Irish setters are fastidious dogs and easily house-trained. The rich, glossy coat comes at a price however and they will need regular brushing several times a week to prevent the coat from matting. The feathering is long and silky on the ears and backs of the legs with a fringe of hair on the belly, brisket and chest. The hair should be straight with no tendency to curl or wave. Irish setters can be afflicted with progressive retinal atrophy, hip dysplasia and gastric torsion.
The Irish Red and White Setter is rare even in its native land.
Differences between the two breeds:
- The red-and-white has a slightly shorter coat and requires less grooming. A slight wave is permissible.
- The red-and-white is not quite as tall.
- The head is dome-shaped and lacks the well-defined occiput (rear point of skull) of the Irish Setter.
- The topline should be level but not sloping as in the Irish.
The American Kennel Club recognised the Red and White Setter in 2009 and encourages judging from a working viewpoint as the breed is intended primarily for the field.
The base colour is white with solid red patches. There should be no areas of roan or mottling. Flecking is allowed around the face and feet up to the elbow and hock.
The red-and-white is subject to the same diseases as his red cousin, partly because of the small gene pool. He may also suffer from cataracts, Von Willebrand's disease (a blood disorder), thyroid disorders and canine leukocyte adhesion deficiency. This breed is not so subject to gastric torsion or bloat.
The Gordon Setter is the heaviest of the setter breeds. He is sturdy and muscular, more given to strength and endurance than to speed. The black and tan coat is distinctive and makes the dog easily seen in snow-covered country. Its home country is Scotland.

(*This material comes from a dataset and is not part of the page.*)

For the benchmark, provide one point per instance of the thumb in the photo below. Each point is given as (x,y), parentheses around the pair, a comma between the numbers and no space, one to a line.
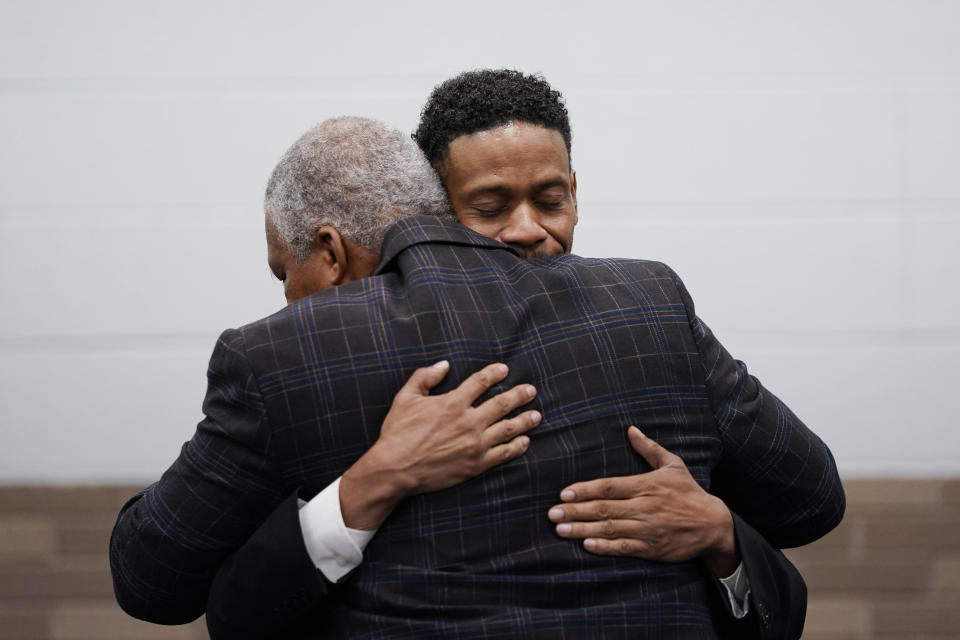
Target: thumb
(425,378)
(655,455)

It was recognised by the American Kennel Club as early as 1884. He is intelligent and capable of thinking for himself so may appear stubborn at times. He is about the same height as the Irish Setter but is heavier with males weighing up to 80 pounds and females 70 pounds. He should be approximately as long as he is high, measured from chest to back of thigh and from the ground to the withers. He has good bone and substance.
The coat is soft and straight or slightly waved. There is feathering on the ears, under the stomach, on the chest, back of the legs and tail. For showing, the tan markings are precisely indicated in the Standard of Perfection. The black coat should have no tan hairs mixed in. Dogs that are mostly tan, red or buff are ineligible for showing.
The English setter is one of the oldest of the gundog breeds with a history of over 400 years. He excels in obedience and agility as well as in the show ring and field. The breed was admitted to the AKC's standards of perfection in 1884. He is a graceful and elegant dog with a white coat which has speckled or 'belton' markings. These are darker hairs intermingled with the white and can be orange, blue (white with black markings), lemon, liver and tricolour (blue belton with tan points). He is gentle and affectionate, not suited to kennel or yard living. He is elegant and symmetrical, blending grace, endurance and strength in a beautifully feathered body. He needs regular brushing and clipping to avoid matting.
Setters have an effortless, long-reaching stride with strong impulsion from the rear. Males measure about 25 inches in height and females are very slightly shorter.
Setters can be easily distracted as they love to flush birds or give chase to what they perceive as prey but are great family dogs provided they are given plenty of exercise and made to feel part of the family. They are not suited to an existence in yards or kennels.